In recent years, Bezos has become a staple at Hollywood awards shows as Amazon has invested heavily in big-budget films and TV shows as a way to provide more value to subscribers to its Prime membership plan. “When people join Prime, they buy more of everything we sell,” Bezos told THR in 2015 in an interview about why the e-commerce company had transformed itself into a Netflix competitor. “They buy more shoes, they buy more power tools and so on. How you pay for great content is an important part of making great content available.”
The company has made some missteps on its way to becoming a Hollywood player. In 2018, it ousted Amazon Studios head Roy Price following a sexual harassment claim. For the past three years, former NBCUniversal executive Jen Salke has led the Santa Monica-based content arm, ordering a high-profile Lord of the Rings TV series that has yet to debut and building up a film slate that ranges from broad comedies like Borat Subsequent Moviefilm to insightful dramas like One Night in Miami. The division, which has collected a large haul of Oscar, Emmy and Golden Globe nominations and wins, is not broken out in Amazon’s earnings.
As Amazon has grown, so has Bezos’ wealth. He’s the world’s second richest person, with a net worth of $188 billion, as estimated by the Bloomberg Billionaires Index. In addition to running Amazon, Bezos also owns The Washington Post and space travel company Blue Origins.
Bezos has become the subject of fascination in business and media circles, gaining recognition for his particular management style. (Known to be frugal, he repurposed doors as desks during Amazon’s startup days and extended the practice even as the company grew.) His 2019 divorce from wife Mackenzie Scott became the subject of tabloid fodder after private text messages between him and new girlfriend Lauren Sanchez were leaked to the National Enquirer.
Bezos has stepped back from day-to-day operations of Amazon in recent years and makes only rare appearances on the company’s quarterly earnings calls. After years of operating at a loss, the company became profitable in 2017. In 2020, amid a pandemic that left many Americans homebound and looking for online shopping alternatives, Amazon saw a 38 percent increase in sales to $386 billion. Its operating income grew to $21.3 billion, or $41.83 per share.

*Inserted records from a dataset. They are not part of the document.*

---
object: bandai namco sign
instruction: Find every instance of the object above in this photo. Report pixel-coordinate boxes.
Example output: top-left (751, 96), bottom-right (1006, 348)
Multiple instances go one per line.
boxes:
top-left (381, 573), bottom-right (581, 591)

“As much as I still tap dance into the office, I’m excited about this transition,” Bezos wrote in his note to employees. “Millions of customers depend on us for our services, and more than a million employees depend on us for their livelihoods. Being the CEO of Amazon is a deep responsibility, and it’s consuming. When you have a responsibility like that, it’s hard to put attention on anything else.”
He said that as executive chairman, he will have more “time and energy” to focus on philanthropic efforts Day One Fund and Bezos Earth Fund and non-Amazon businesses Blue Origin and The Washington Post, as well as other passions. “I’ve never had more energy, and this isn’t about retiring,” he wrote. “I’m super passionate about the impact I think these organizations can have.”

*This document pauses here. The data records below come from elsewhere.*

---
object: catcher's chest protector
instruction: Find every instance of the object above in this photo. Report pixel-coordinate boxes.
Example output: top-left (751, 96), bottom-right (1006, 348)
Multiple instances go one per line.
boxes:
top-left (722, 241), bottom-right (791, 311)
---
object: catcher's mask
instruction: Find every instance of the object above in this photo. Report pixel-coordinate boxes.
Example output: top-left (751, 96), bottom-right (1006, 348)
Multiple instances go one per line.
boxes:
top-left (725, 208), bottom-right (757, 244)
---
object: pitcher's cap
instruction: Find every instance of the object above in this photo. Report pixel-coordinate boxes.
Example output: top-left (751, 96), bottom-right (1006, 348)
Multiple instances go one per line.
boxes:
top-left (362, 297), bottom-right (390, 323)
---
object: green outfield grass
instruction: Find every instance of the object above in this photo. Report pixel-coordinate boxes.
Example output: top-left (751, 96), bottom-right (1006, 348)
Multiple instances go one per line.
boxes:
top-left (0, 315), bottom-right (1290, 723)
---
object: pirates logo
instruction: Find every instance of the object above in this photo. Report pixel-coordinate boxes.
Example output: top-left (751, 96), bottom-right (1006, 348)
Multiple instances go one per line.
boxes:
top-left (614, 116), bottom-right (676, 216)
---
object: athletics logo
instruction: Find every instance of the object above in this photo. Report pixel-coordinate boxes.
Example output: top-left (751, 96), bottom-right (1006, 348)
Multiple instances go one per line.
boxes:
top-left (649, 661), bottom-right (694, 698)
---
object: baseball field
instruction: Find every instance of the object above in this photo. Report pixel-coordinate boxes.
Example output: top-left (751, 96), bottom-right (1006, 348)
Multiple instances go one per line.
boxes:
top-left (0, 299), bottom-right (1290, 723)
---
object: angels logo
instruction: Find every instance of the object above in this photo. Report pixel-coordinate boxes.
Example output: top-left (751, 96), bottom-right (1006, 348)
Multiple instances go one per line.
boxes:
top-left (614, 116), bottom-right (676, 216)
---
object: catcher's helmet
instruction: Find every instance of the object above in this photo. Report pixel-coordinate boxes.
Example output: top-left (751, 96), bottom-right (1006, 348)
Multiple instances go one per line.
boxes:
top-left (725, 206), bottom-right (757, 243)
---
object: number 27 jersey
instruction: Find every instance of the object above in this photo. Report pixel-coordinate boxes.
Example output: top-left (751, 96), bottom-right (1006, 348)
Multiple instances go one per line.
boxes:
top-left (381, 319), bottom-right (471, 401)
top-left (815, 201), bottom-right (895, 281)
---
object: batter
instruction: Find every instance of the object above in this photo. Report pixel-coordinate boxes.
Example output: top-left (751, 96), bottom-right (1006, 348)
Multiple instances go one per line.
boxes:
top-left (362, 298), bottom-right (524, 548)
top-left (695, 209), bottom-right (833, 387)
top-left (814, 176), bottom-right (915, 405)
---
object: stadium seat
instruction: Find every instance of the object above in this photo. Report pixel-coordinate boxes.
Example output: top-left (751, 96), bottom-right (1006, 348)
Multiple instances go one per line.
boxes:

One of Bezos’ top lieutenants, Jassy has worked at Amazon since its early days. He founded AWS in 2003, growing it into one of the most important divisions within Amazon. Last year, AWS brought in $45.4 billion in sales and had $13.5 billion in operating income.
“I don’t know of another company with an invention track record as good as Amazon’s, and I believe we are at our most inventive right now,” Bezos wrote in his letter. “I hope you are as proud of our inventiveness as I am. I think you should be.”